Le téléphone vibra. Mikhail :
— « On s’est emportés… Et si on repartait à zéro ? On pourrait faire de la maison une résidence d’été. »
— « Tu as parlé avec Elena ? » demanda Anna, trop calme.
Silence.
— « Peut-être », finit-il par admettre.
Puis Elena appela à son tour, mielleuse :
— « Écoute, j’ai des contacts chez des promoteurs. On vend vite et cher, on partage… moitié-moitié ? »
Anna eut presque envie de rire. Elle répondit qu’elle réfléchirait — et raccrocha.
Quelques jours plus tard, Mikhail débarqua au portail, sûr de lui.
— « Allez, fais ta valise, on rentre. Ici, tu n’as pas d’avenir. Et puis, tu n’as pas d’argent. »
— « Tu es certain ? » sourit Anna.
Elle lui raconta le trésor, l’expertise, les chiffres. Il pâlit, changea de ton :
— « On peut investir ensemble. Je m’y connais en affaires… »
Elle le regarda comme on regarde, enfin, quelqu’un sans les illusions qui nous aveuglent.
— « Il y a une semaine, tu me jetais dehors. Aujourd’hui, tu me proposes l’amour… de mon argent. Non. Sors d’ici. On règlera le divorce au tribunal. »
Il vociféra, menaça, partit en claquant la portière. Le soir, Elena explosa au téléphone :
— « Ce trésor est sur MON terrain d’appartement. Tu dois partager ! »
— « Grand-père t’a donné l’appartement, à moi la maison. Chacune a reçu sa part. Le reste n’est qu’avidité », répondit Anna. « Intente une action si tu veux. J’ai désormais les moyens de bons avocats. »

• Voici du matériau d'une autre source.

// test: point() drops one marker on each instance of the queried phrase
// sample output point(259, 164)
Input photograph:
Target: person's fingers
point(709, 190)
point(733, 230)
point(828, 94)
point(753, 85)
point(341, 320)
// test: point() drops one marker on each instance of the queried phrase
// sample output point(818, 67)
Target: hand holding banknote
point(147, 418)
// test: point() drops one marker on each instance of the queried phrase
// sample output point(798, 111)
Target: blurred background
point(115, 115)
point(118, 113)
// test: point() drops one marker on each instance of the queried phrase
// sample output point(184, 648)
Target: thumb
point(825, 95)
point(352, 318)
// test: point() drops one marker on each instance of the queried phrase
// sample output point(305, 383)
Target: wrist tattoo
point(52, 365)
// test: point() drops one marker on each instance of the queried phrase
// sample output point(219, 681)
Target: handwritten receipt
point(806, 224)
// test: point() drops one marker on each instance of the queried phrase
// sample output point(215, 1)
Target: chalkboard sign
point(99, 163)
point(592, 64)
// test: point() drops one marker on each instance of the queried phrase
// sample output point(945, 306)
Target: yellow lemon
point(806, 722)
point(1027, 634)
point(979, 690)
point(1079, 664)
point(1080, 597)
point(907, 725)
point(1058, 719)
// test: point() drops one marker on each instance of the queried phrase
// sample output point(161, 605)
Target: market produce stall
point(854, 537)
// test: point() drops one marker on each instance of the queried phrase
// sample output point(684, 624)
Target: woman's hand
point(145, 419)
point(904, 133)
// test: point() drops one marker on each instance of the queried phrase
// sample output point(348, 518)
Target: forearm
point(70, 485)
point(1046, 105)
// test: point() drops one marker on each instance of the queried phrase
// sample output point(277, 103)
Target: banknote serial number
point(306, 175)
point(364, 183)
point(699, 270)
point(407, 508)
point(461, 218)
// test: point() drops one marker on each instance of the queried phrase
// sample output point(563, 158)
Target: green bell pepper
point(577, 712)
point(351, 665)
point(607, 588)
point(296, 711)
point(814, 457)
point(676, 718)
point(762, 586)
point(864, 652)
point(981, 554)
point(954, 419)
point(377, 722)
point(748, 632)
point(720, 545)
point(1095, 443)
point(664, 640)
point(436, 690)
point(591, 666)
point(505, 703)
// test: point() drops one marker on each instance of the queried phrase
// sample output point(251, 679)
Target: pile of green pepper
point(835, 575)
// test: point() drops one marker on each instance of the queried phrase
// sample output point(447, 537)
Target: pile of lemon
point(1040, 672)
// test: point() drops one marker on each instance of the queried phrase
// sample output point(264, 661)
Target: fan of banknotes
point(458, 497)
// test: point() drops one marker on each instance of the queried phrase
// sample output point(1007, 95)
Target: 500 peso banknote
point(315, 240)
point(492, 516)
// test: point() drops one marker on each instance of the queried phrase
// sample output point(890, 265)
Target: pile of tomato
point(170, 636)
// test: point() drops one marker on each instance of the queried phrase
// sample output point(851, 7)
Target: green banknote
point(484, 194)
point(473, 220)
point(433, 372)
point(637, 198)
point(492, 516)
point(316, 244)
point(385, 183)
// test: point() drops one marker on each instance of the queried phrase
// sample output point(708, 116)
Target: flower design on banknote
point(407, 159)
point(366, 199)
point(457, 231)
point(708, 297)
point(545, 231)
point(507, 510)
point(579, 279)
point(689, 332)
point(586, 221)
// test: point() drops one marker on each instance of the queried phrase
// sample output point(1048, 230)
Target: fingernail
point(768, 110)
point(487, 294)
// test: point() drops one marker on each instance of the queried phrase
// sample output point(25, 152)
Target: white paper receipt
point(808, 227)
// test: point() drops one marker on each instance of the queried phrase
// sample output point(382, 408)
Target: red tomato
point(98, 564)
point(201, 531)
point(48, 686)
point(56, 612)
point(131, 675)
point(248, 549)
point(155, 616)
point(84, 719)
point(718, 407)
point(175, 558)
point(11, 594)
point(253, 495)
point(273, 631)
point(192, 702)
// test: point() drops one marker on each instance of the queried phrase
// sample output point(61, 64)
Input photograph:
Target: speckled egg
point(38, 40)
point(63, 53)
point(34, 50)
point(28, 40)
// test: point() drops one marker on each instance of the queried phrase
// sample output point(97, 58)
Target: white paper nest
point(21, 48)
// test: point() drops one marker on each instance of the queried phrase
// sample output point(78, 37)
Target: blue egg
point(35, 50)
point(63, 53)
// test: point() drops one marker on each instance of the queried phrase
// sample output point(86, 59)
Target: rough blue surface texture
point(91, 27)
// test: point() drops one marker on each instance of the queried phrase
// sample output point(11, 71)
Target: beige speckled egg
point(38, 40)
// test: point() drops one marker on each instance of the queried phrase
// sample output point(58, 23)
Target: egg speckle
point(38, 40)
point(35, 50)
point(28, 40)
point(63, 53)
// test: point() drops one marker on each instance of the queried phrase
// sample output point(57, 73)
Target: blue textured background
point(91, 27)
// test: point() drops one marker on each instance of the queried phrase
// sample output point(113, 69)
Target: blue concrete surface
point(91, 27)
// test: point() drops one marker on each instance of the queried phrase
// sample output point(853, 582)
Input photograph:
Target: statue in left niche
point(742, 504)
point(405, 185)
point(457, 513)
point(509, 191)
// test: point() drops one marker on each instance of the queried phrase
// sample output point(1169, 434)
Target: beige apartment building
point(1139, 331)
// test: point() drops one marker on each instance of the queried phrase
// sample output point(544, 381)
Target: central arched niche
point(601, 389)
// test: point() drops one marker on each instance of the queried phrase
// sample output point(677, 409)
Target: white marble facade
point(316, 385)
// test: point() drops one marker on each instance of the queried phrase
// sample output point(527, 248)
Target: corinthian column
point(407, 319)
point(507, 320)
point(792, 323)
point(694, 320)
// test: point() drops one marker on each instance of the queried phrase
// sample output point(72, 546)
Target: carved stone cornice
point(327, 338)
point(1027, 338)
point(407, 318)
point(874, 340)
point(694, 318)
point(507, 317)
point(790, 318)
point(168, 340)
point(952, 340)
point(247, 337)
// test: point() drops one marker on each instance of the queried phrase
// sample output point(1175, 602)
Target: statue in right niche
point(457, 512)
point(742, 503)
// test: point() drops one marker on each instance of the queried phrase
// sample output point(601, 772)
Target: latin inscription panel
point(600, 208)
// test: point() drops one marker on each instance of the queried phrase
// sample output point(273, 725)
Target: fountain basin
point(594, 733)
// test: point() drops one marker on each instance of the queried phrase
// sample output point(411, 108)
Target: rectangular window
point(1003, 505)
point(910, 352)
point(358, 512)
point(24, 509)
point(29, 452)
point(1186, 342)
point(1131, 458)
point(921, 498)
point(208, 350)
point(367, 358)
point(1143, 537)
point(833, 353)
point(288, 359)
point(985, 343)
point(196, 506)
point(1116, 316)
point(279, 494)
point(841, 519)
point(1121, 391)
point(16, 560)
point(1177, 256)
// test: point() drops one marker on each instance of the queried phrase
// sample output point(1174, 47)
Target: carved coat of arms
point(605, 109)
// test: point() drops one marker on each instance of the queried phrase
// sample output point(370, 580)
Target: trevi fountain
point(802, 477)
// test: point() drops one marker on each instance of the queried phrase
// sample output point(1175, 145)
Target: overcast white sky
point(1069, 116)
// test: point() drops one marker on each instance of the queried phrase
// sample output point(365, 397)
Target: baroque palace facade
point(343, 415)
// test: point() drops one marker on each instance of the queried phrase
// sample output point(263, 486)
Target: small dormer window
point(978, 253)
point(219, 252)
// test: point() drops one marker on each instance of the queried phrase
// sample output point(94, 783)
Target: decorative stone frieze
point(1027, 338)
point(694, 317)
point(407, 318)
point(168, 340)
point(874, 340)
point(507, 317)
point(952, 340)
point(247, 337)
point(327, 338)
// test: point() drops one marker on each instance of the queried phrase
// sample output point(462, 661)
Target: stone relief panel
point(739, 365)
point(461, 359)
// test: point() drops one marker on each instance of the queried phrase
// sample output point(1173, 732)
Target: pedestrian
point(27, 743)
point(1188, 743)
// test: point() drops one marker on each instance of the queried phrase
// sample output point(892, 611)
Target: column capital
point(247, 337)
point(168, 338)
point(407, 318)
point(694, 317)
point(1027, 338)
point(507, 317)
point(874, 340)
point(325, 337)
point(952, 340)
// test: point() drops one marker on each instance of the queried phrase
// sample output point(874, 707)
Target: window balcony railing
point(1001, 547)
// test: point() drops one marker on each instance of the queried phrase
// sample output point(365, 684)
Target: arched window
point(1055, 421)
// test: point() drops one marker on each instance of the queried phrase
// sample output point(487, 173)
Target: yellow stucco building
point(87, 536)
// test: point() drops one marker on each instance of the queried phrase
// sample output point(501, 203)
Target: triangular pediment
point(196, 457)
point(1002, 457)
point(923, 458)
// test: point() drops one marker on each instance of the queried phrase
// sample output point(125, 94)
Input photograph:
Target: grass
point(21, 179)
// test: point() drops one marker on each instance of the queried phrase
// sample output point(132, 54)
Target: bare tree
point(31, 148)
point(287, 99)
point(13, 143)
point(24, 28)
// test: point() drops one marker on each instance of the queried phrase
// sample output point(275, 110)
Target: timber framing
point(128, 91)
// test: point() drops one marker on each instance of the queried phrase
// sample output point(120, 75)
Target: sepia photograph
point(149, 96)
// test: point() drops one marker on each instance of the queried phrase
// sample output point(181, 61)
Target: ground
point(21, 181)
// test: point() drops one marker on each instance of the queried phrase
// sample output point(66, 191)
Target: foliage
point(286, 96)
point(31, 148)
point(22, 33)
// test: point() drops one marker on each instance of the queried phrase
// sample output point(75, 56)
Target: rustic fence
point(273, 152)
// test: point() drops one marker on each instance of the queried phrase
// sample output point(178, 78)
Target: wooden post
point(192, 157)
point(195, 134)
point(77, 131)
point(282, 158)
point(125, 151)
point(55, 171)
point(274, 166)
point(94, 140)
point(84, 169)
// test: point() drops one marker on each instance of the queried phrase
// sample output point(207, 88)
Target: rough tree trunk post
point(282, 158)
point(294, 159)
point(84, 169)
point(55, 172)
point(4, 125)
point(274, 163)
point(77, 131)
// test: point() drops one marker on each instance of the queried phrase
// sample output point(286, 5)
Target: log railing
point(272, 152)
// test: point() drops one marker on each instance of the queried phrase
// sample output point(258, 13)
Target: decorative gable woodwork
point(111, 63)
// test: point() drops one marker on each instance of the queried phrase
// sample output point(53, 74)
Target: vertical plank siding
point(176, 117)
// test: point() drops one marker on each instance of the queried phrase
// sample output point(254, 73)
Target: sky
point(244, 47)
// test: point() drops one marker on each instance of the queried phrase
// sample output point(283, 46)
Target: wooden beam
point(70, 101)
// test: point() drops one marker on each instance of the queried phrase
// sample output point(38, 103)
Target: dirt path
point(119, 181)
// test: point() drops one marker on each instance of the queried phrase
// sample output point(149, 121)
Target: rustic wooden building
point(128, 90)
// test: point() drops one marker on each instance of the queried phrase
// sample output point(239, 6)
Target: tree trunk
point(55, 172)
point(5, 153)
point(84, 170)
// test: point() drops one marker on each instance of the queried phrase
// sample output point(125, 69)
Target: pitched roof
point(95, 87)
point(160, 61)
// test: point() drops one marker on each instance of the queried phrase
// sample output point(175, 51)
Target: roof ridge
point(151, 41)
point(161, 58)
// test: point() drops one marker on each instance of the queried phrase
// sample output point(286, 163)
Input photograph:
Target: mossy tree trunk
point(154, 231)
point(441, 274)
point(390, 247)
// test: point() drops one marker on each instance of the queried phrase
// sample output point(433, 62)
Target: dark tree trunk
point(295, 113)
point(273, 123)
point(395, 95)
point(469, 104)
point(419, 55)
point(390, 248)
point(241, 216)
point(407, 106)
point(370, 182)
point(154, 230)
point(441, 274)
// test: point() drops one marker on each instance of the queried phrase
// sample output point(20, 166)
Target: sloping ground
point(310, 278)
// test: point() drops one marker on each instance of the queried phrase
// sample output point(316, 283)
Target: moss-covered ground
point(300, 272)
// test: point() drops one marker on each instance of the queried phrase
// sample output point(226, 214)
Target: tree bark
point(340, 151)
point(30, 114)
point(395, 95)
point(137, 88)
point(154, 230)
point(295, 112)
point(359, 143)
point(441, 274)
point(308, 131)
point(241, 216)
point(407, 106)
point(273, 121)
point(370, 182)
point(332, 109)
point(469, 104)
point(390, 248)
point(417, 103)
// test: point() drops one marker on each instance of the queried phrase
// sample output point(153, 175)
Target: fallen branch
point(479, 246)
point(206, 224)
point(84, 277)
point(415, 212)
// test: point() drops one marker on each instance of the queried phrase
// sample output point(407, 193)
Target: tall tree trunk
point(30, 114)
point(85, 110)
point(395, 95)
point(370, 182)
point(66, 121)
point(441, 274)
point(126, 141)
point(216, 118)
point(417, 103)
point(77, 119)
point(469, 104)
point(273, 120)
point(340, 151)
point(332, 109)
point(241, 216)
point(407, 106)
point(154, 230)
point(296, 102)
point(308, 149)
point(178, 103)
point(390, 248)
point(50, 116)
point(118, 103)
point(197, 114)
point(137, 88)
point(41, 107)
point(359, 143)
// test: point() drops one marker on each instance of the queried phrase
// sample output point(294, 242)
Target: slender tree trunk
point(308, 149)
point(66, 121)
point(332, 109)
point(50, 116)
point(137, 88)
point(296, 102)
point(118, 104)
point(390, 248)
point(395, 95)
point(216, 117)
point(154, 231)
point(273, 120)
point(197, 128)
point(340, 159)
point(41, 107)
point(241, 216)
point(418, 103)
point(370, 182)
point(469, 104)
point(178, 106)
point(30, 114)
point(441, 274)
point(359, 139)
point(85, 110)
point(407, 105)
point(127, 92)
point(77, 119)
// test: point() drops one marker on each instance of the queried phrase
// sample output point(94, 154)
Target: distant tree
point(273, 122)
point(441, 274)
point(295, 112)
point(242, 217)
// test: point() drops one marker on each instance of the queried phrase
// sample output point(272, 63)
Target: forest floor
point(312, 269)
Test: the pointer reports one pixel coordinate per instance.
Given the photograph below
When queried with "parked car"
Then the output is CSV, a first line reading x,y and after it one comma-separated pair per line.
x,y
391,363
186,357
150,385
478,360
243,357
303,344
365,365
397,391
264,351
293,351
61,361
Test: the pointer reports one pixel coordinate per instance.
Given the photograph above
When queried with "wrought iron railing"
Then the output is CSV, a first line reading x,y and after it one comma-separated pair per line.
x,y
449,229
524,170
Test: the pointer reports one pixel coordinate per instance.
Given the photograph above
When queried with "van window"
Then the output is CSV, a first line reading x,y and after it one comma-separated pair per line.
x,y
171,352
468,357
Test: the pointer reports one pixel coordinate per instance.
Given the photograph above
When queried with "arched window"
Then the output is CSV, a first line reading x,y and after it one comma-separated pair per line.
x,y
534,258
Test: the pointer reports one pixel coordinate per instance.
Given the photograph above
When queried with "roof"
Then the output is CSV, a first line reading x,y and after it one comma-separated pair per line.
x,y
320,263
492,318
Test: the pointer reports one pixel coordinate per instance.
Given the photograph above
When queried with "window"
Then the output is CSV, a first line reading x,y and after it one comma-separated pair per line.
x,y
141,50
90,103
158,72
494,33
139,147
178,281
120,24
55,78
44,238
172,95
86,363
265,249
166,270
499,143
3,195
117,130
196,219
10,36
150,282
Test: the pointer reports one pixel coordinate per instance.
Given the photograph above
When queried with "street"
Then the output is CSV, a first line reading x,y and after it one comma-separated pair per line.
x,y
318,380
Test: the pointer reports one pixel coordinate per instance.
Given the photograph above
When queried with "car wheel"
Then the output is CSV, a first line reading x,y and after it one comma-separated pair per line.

Les mois suivants, le temps fit son œuvre. Mikhail perdit en justice ; le divorce fut prononcé rapidement. Les prétentions d’Elena ne tinrent pas face à un testament en règle. Anna plaça la collection en coffre, vendit quelques pièces avec prudence, conserva les plus belles comme mémoire familiale.
Elle lança de grands travaux : toiture neuve, façades reprises, menuiseries restaurées, jardin redessiné. Quand le printemps revint, la maison resplendissait. Elle resta à Sosnovka, ouvrit une petite salle de lecture pour les habitants, aida les anciens du village, finança des réparations chez les voisins isolés. La nuit, sous le vieux pommier, elle remerciait en silence.
Grand-père avait eu raison : le vrai trésor n’était pas l’or qui brille, mais la liberté de choisir sa vie — et la force de rester bonne quand on le peut. Anna n’était plus « la petite souris » que l’on rabroue. Elle était chez elle, enfin. Et chaque soir, en refermant le portail, elle sentait que la maison, elle aussi, l’avait choisie.